The AKR4C Zm-1 subgroup attracted our particular interest. In part, we were curious about this previously obscured set of maize AKRs. More importantly, though, this clade included the ZmAKR4C13 with its potential for embryo-specific roles including detoxification and possible signaling impacts that rose with its expression at both the mRNA and protein levels during seed maturation (Figure 2, Figure 3, Figure 4). The strong embryo specificity of ZmAKR4C13 and its rise with onset of desiccation extended across NAM-parent lines and indicated a genetic variability of potential use (Fig. 4). This embryo specificity and association with dormancy was also observed for orthologs like the HvAKR4C1 in barley and the ZvAKR4C3 in oats (Table 1 and (3, 5, 54). A further relationship with seed viability was implicated for the AKR4C3 in oats (54) and supported in rice, where activity of an embryo AKR with a similar expression profile (55) correlated with a phase change in viability of stored seeds and carbamylation of proteins (69). A more specific contribution to desiccation tolerance was suggested by the ABA-inducibility of the group-1 AKR4Cs in barley (3), oats (5), and in bromegrass cell cultures (4). Although these orthologs of the AKR4C Zm-1 subgroup are essentially embryo-specific, one from an African resurrection plant (Xerophyta viscosa) can be induced under severe desiccation stress of mature leaves (6). Still, the underlying biochemical mechanisms remain elusive. Initially, the possible involvement of ZmAKR4C13 in embryo metabolism of sorbitol produced in kernels was considered, particularly given the demonstrated capacity for AKRs to mediate such a conversion in humans (15). Nonetheless, work here indicates that instead of metabolizing sorbitol, ZmAKR4C13 prefers small aldehyde substrates such as MG. The capacity to utilize these substrates suggests that ZmAKR4C13 may contribute to the detoxification of stress-induced metabolites in developing or desiccating maize seeds.
Potentially protective responses to diverse stresses are also emerging for the second clade of maize AKR4s (AKR4C Zm-2 subgroup) and orthologs in other species. Stresses can produce toxic metabolites from metabolic imbalance, reactive oxygen formation, and a combination of both. Resulting damage from reactive aldehydes can be prevented by their detoxification, so enzymes of the AKR4C Zm-2 subgroup could have invaluable roles in reducing impacts of oxidative stress. Not only are the maize AKR4C’s in this group expressed at sites and times consistent with such a suggestion (Figs. 2 and 3) but analysis of the maize AKR4C7 shows that it can target a broad range of substrates (9). Expression profiles of Arabidopsis orthologs of the AKR4C Zm-2 subgroup closely resemble those in maize, with some members exhibiting constitutive expression while others play roles that are more specialized. Notably, AKR4C8 and AKR4C9 are strongly upregulated in response to osmotic, saline, oxidative, and pathogen-induced stress in Arabidopsis. Similar to maize AKR4C7, these enzymes metabolize a broad spectrum of aldehyde substrates (1), extending to steroid substrates (1) and components of the nitric oxide signaling system, such as S-nitrosoglutathione and S-nitroso-coenzyme A (70). Comparable substrate versatility has been observed in other species, such as Arabidopsis, D. purpurea, Lycopersecum esculentum, Echinochloa colona, among others (8, 30, 36, 38, 51, 59). These findings highlight the functional diversity of AKR4C Zm-2 subgroup enzymes across different plant species and their adaptive roles in stress response and metabolism.

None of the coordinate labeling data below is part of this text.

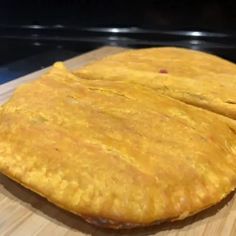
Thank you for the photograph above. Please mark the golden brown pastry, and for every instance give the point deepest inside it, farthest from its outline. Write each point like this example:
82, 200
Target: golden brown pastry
117, 155
193, 77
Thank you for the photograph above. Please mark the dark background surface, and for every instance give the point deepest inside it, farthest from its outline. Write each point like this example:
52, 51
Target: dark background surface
46, 31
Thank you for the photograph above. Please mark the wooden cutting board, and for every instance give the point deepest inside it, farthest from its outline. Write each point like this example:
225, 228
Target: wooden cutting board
23, 212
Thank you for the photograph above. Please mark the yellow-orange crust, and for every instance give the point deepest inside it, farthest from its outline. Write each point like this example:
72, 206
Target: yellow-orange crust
193, 77
116, 153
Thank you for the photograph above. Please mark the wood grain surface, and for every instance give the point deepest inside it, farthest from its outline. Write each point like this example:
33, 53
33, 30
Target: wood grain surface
23, 212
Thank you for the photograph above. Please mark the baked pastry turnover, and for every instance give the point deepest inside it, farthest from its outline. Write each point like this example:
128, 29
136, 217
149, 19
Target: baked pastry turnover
190, 76
117, 153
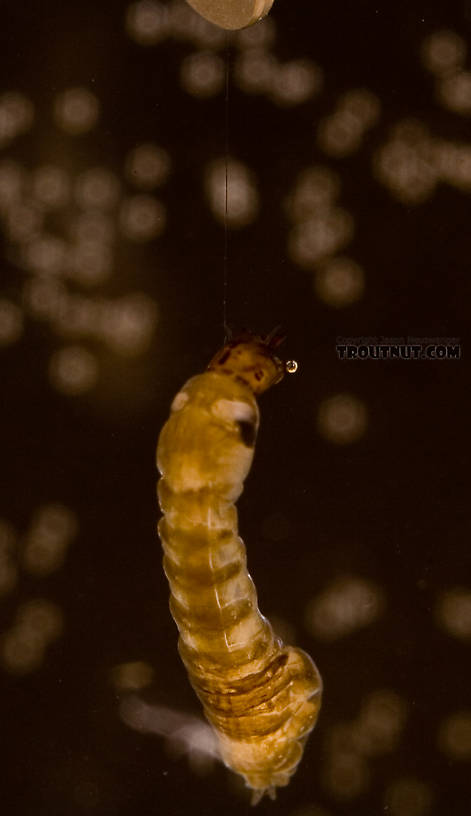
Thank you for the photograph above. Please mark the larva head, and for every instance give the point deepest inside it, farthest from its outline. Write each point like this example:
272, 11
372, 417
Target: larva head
252, 359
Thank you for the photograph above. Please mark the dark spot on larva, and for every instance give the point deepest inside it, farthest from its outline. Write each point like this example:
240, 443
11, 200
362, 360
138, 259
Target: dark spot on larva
248, 432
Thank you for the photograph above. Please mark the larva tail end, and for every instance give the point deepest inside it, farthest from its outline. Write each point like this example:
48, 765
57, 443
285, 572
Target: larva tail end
251, 358
259, 793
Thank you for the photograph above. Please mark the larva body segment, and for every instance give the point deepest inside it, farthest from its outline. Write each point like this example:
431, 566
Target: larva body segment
261, 697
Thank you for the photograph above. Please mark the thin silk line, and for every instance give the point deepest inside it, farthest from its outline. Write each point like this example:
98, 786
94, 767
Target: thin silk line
226, 160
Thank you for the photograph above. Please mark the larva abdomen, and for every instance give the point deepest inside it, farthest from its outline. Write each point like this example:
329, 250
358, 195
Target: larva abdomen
261, 697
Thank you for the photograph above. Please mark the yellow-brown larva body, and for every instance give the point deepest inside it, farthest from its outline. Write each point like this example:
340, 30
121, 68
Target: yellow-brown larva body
261, 696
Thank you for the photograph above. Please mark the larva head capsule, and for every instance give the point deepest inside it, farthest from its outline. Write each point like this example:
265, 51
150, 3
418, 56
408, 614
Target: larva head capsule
252, 359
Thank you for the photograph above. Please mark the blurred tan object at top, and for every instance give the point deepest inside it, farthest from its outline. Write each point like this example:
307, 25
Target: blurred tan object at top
232, 14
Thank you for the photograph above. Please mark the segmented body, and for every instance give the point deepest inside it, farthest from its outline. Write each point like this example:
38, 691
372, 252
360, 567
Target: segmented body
261, 697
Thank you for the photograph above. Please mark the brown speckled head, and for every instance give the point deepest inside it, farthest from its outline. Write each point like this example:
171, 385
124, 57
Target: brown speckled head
252, 359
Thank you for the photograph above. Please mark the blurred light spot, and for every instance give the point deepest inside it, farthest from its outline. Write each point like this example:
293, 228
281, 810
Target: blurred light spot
202, 74
148, 166
73, 370
8, 568
321, 235
404, 164
50, 186
44, 298
11, 183
342, 419
443, 52
453, 612
142, 218
16, 116
453, 162
132, 676
296, 81
380, 722
242, 197
42, 619
408, 797
52, 529
76, 110
186, 25
454, 736
97, 188
45, 254
127, 324
339, 282
90, 262
11, 322
316, 189
147, 22
255, 71
454, 92
78, 317
21, 653
345, 775
23, 221
93, 226
346, 605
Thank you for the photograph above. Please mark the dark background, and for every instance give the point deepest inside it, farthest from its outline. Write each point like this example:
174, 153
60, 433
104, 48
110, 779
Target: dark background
390, 508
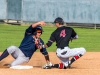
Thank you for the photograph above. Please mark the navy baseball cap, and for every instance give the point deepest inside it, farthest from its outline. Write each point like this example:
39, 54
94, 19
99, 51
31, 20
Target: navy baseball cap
58, 20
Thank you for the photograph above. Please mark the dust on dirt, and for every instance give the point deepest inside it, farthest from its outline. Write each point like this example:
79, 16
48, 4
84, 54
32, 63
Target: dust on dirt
89, 64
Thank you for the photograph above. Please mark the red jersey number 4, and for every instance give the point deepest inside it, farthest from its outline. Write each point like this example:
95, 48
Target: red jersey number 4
63, 34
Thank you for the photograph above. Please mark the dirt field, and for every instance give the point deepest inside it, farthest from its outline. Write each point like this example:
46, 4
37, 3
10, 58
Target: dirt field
89, 64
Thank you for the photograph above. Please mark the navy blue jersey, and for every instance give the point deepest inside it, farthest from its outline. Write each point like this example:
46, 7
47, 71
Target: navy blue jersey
62, 36
27, 45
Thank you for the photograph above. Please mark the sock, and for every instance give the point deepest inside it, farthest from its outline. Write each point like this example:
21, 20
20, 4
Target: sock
75, 58
4, 54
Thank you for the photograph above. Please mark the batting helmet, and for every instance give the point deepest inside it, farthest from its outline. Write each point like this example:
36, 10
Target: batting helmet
59, 20
34, 32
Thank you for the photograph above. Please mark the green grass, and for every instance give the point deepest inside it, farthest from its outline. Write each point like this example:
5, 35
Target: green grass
13, 35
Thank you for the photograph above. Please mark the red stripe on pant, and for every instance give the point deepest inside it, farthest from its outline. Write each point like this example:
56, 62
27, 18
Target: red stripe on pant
76, 57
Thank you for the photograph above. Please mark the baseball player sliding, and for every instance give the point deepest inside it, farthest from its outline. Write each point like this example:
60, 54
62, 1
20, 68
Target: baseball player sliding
62, 35
30, 43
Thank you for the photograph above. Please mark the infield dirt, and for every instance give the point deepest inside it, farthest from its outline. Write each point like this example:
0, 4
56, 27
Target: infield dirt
89, 64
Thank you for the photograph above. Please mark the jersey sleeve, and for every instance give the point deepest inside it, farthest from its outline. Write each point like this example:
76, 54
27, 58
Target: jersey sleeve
51, 40
43, 50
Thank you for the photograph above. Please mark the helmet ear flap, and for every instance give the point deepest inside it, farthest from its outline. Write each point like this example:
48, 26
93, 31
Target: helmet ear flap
34, 33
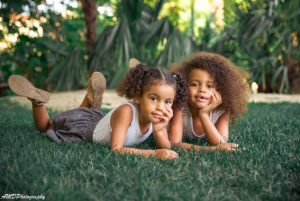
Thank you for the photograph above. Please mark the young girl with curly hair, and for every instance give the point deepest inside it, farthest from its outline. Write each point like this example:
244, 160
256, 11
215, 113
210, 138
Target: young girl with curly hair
217, 94
154, 92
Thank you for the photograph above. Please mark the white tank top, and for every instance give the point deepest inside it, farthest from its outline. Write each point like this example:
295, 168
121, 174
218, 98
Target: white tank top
188, 128
102, 131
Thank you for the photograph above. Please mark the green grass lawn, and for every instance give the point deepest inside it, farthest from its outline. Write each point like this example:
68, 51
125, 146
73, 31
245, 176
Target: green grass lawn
267, 167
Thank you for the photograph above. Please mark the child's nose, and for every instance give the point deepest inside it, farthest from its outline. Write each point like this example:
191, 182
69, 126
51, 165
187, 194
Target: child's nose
201, 89
160, 106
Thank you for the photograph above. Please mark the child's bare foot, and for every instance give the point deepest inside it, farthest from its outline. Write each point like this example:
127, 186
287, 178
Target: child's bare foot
22, 87
96, 87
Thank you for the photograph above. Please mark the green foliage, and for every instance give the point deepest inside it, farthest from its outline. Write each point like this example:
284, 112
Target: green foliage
139, 33
266, 168
262, 34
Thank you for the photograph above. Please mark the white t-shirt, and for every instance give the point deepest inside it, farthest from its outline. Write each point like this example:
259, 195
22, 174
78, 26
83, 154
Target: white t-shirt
188, 128
102, 131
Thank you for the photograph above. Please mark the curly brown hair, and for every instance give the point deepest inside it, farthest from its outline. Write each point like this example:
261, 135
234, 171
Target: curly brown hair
141, 77
227, 77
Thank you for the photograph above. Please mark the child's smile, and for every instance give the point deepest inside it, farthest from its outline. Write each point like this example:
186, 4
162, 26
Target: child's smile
154, 102
200, 86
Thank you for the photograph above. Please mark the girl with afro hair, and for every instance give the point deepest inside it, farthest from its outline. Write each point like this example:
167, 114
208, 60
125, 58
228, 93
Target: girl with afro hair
217, 94
154, 93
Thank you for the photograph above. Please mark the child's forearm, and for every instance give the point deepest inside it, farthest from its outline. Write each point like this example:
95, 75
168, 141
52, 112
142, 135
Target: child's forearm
190, 147
134, 151
213, 135
162, 139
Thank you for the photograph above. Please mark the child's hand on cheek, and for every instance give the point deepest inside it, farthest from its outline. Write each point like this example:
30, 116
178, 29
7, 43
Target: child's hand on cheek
165, 118
215, 101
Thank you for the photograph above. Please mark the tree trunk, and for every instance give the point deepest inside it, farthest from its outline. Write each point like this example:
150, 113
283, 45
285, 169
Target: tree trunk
90, 16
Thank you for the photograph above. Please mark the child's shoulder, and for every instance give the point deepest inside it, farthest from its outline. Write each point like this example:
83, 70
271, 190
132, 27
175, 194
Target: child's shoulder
124, 109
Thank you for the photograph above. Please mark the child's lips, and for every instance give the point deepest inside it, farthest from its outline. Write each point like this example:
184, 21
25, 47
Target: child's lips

The third clade in maize was an AKR4A/B Zm-3 subgroup (Figure 1, Figure 2, Figure 3, Figure 4, Table 1) typified by its diversity and abundance of members related to Dmas1, a gene required for biosynthesis of chelators used by grasses for uptake and transport of iron (34, 35). Not surprisingly, this AKR4 subclade has expanded in the grasses and grains (19), where it now includes several DMAS-like sequences. Although there is variation among graminaceous DMAS enzymes, the substrate-binding domain is strictly conserved among the true DMAS proteins. All tested thus far can catalyze conversion of the 3′-keto precursor in vitro and are upregulated by Fe deficiency (34, 35). Even without deficiency, these proteins and related family members have proposed roles in iron-handling throughout the plant (35) consistent with the broad pattern of expression for some of these AKR4A/B Zm-3 enzymes in maize (Figs. 2 and 3). Other members in this subgroup could include the especially diverse functions typical of this clade. Several maize genes that have DMAS-like sequences may or may not encode true DMAS enzymes. The diversity of functions among orthologs of the AKR4A/B Zm-3 subgroup from other species is highlighted by presence of genes for biosynthesis of codeine, cocaine, ascorbic acid, and flavonoids that include phytoalexins (Table 1 and citations therein).
In-depth focus was next directed to the ZmAKR4C13 due to (i) the previously obscured presence of an AKR4C Zm-1 subgroup in maize; (ii) the high and rising levels of ZmAkr4C13 expression in embryos during maturation; and (iii) the possibility that this AKR could metabolize a range of substrates from MG and toxic aldehydes to diverse sugars. The combined results for expression of ZmAKR4C13 (Figure 2, Figure 3, Figure 4) and its capacity to metabolize MG (Table 2) have important implications for its embryo-specific activity. First, a backup role for AKRs working alongside glyoxylase systems to detoxify MG (13, 14, 39) may be more significant in seeds, where the levels of this stress metabolite can be several times higher than in the rest of the plant (45, 71). Also, constraints to rising levels of MG can enhance desiccation tolerance in tissues as well as seed longevity, as observed for overexpression of AKR4s in tobacco and rice (42, 61). Onset and release of desiccation tolerance also follow changes in expression of native AKR4s at mRNA and protein levels (5, 6) and in seeds, potential contributions to dormancy are further controlled by ABA and gibberellic acid responsiveness of ZmAKR4C13 orthologs (3). This desiccation tolerance was initially thought to involve the potential for sorbitol production by an embryo AKR4C operating as observed for a human ortholog (3, 15). Later the possibility also arose that AKR activity in the embryo might metabolize the sorbitol formed in endosperm by sorbitol dehydrogenase (52). However, our data ruled out both possibilities, as ZmAKR4C13 is unable to utilize either glucose or sorbitol. Instead, its demonstrated ability to metabolize MG suggests a more plausible role for ZmAKR4C13 in contributing to desiccation tolerance in maize seeds.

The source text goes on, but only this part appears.